Getting Started

The llama CLI tool helps you setup and use the Llama toolchain & agentic systems. It should be available on your path after installing the llama-toolchain package.

This guides allows you to quickly get started with building and running a Llama Stack server in < 5 minutes!

In the following steps, we'll be working with a 8B-Instruct model. Since we are working with a 8B model, we will name our build 8b-instruct to help us remember the config.

Quick Cheatsheet

Quick 3 line command to build and start a LlamaStack server using our Meta Reference implementation for all API endpoints.

llama stack build

llama stack build --config ./llama_toolchain/configs/distributions/conda/local-conda-example-build.yaml --name my-local-llama-stack
...
...
Build spec configuration saved at ~/.llama/distributions/conda/my-local-llama-stack-build.yaml

llama stack configure

llama stack configure ~/.llama/distributions/conda/my-local-llama-stack-build.yaml

Configuring API: inference (meta-reference)
Enter value for model (default: Meta-Llama3.1-8B-Instruct) (required):
Enter value for quantization (optional):
Enter value for torch_seed (optional):
Enter value for max_seq_len (required): 4096
Enter value for max_batch_size (default: 1) (required):

Configuring API: memory (meta-reference-faiss)

Configuring API: safety (meta-reference)
Do you want to configure llama_guard_shield? (y/n): n
Do you want to configure prompt_guard_shield? (y/n): n

Configuring API: agentic_system (meta-reference)
Enter value for brave_search_api_key (optional):
Enter value for bing_search_api_key (optional):
Enter value for wolfram_api_key (optional):

Configuring API: telemetry (console)

YAML configuration has been written to ~/.llama/builds/conda/my-local-llama-stack-run.yaml

llama stack run

llama stack run ~/.llama/builds/conda/my-local-llama-stack-run.yaml

...
> initializing model parallel with size 1
> initializing ddp with size 1
> initializing pipeline with size 1
...
Finished model load YES READY
Serving POST /inference/chat_completion
Serving POST /inference/completion
Serving POST /inference/embeddings
Serving POST /memory_banks/create
Serving DELETE /memory_bank/documents/delete
Serving DELETE /memory_banks/drop
Serving GET /memory_bank/documents/get
Serving GET /memory_banks/get
Serving POST /memory_bank/insert
Serving GET /memory_banks/list
Serving POST /memory_bank/query
Serving POST /memory_bank/update
Serving POST /safety/run_shields
Serving POST /agentic_system/create
Serving POST /agentic_system/session/create
Serving POST /agentic_system/turn/create
Serving POST /agentic_system/delete
Serving POST /agentic_system/session/delete
Serving POST /agentic_system/session/get
Serving POST /agentic_system/step/get
Serving POST /agentic_system/turn/get
Serving GET /telemetry/get_trace
Serving POST /telemetry/log_event
Listening on :::5000
INFO:     Started server process [587053]
INFO:     Waiting for application startup.
INFO:     Application startup complete.
INFO:     Uvicorn running on http://[::]:5000 (Press CTRL+C to quit)

Step 1. Build

We will start build our distribution (in the form of a Conda environment, or Docker image). In this step, we will specify:

name: the name for our distribution (e.g. 8b-instruct)
image_type: our build image type (conda | docker)
distribution_spec: our distribution specs for specifying API providers
- distribution_type: an unique name to identify our distribution. The available distributions can be found in llama_toolchain/configs/distributions/distribution_registry folder in the form of YAML files. You can run llama stack list-distributions to see the available distributions.
- description: a short description of the configurations for the distribution
- providers: specifies the underlying implementation for serving each API endpoint
- image_type: conda | docker to specify whether to build the distribution in the form of Docker image or Conda environment.

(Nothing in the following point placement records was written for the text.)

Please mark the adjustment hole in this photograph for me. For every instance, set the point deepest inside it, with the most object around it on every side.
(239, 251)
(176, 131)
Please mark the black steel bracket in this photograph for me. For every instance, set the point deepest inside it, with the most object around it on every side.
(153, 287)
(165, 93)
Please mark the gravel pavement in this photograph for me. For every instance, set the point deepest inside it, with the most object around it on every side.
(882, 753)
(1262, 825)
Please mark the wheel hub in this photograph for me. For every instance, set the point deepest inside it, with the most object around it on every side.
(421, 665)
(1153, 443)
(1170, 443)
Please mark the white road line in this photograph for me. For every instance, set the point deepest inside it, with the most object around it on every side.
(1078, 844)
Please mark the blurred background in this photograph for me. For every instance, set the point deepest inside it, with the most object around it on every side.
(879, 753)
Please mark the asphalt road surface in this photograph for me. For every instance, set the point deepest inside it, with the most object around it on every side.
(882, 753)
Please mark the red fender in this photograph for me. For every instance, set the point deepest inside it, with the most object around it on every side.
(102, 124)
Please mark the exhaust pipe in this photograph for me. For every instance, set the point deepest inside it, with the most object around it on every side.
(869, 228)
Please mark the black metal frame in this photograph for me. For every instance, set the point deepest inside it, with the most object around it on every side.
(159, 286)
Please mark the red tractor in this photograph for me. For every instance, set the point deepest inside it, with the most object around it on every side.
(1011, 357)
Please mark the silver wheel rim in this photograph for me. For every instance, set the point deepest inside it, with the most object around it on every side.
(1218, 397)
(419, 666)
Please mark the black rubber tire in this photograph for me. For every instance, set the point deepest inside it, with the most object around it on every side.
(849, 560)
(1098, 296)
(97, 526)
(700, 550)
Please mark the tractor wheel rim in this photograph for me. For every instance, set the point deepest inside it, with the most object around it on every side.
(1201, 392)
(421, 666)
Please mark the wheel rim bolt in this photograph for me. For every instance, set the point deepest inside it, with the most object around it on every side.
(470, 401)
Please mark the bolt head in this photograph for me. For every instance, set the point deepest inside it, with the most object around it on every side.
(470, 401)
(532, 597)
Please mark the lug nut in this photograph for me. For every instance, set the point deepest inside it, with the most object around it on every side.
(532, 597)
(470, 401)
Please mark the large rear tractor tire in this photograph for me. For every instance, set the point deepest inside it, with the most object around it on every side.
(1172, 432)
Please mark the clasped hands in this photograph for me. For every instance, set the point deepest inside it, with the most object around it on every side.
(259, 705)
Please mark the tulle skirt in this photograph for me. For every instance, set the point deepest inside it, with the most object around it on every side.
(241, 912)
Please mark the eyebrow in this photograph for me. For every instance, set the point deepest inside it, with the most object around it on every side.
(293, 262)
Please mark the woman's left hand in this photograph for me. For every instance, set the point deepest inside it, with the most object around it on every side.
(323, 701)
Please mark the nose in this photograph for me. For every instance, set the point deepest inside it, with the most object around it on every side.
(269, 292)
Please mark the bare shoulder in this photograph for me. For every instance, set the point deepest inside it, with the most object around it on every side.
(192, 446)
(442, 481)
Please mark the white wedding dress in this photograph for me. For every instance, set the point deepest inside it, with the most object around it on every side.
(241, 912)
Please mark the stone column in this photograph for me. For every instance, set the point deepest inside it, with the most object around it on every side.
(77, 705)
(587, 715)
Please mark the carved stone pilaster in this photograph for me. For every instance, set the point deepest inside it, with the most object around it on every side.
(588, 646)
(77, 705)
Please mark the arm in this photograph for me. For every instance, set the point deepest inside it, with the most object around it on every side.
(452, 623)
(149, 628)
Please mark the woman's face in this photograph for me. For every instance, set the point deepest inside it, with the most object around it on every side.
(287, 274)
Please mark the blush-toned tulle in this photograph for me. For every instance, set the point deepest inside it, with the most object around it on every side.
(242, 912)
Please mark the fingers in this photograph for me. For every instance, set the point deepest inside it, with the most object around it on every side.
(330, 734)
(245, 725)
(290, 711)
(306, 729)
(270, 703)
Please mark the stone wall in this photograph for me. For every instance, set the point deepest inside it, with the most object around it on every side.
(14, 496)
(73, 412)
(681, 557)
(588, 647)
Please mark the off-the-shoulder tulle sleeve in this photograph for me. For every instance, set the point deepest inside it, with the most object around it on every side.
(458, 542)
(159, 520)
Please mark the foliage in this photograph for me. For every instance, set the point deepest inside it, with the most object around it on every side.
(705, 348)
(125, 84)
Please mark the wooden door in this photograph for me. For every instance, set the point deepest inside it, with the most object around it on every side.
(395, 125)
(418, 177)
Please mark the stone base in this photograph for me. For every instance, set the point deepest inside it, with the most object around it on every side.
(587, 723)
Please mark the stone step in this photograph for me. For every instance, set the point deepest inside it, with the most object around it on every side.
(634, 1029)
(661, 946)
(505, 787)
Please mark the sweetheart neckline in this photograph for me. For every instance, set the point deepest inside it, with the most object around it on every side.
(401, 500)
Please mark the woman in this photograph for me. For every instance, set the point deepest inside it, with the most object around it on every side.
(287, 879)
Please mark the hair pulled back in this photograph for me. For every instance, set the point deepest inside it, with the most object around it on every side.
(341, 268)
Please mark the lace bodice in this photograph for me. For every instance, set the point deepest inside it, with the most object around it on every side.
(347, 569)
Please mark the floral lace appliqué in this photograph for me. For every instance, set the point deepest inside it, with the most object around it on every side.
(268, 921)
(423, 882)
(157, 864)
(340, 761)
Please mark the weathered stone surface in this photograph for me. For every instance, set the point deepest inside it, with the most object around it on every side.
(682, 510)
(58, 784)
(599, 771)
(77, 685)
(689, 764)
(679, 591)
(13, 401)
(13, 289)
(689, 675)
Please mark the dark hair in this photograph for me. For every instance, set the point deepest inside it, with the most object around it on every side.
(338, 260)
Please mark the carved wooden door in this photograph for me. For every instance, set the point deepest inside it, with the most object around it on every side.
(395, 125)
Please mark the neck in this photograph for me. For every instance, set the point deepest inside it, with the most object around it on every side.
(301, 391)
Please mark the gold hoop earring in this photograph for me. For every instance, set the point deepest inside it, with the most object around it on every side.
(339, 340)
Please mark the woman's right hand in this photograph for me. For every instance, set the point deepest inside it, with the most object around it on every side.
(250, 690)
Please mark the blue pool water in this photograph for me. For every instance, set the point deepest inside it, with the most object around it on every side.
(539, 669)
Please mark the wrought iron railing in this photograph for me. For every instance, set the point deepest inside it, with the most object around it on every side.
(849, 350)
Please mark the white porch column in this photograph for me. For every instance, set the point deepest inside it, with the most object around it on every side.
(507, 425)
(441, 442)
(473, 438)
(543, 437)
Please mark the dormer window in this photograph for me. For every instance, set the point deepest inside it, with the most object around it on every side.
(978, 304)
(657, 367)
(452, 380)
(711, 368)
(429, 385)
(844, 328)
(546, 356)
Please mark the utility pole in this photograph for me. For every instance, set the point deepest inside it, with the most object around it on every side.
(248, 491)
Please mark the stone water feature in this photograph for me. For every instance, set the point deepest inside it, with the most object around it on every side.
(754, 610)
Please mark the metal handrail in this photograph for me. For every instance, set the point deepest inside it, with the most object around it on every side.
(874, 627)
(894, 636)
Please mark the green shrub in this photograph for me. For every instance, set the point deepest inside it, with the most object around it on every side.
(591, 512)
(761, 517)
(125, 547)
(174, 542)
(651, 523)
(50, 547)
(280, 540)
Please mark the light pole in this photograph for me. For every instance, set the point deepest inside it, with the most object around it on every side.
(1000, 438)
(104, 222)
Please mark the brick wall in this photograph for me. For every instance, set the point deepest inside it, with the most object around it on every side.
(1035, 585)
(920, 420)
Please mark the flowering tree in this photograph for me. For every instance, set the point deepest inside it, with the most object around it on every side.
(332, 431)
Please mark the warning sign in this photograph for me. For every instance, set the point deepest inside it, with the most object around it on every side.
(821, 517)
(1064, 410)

Build a local distribution with conda

The following command and specifications allows you to get started with building.

llama stack build

You will be prompted to enter config specifications.

$ llama stack build

Enter value for name (required): 8b-instruct

Entering sub-configuration for distribution_spec:
Enter value for distribution_type (default: local) (required):
Enter value for description (default: Use code from `llama_toolchain` itself to serve all llama stack APIs) (required):
Enter value for docker_image (optional):
Enter value for providers (default: {'inference': 'meta-reference', 'memory': 'meta-reference-faiss', 'safety': 'meta-reference', 'agentic_system': 'meta-reference', 'telemetry': 'console'}) (required):
Enter value for image_type (default: conda) (required):

Conda environment 'llamastack-8b-instruct' exists. Checking Python version...

Build spec configuration saved at ~/.llama/distributions/conda/8b-instruct-build.yaml

After this step is complete, a file named 8b-instruct-build.yaml will be generated and saved at ~/.llama/distributions/conda/8b-instruct-build.yaml.

The file will be of the contents

$ cat ~/.llama/distributions/conda/8b-instruct-build.yaml

name: 8b-instruct
distribution_spec:
  distribution_type: local
  description: Use code from `llama_toolchain` itself to serve all llama stack APIs
  docker_image: null
  providers:
    inference: meta-reference
    memory: meta-reference-faiss
    safety: meta-reference
    agentic_system: meta-reference
    telemetry: console
image_type: conda

You may edit the 8b-instruct-build.yaml file and re-run the llama stack build command to re-build and update the distribution.

llama stack build --config ~/.llama/distributions/conda/8b-instruct-build.yaml

How to build distribution with different API providers using configs

To specify a different API provider, we can change the distribution_spec in our <name>-build.yaml config. For example, the following build spec allows you to build a distribution using TGI as the inference API provider.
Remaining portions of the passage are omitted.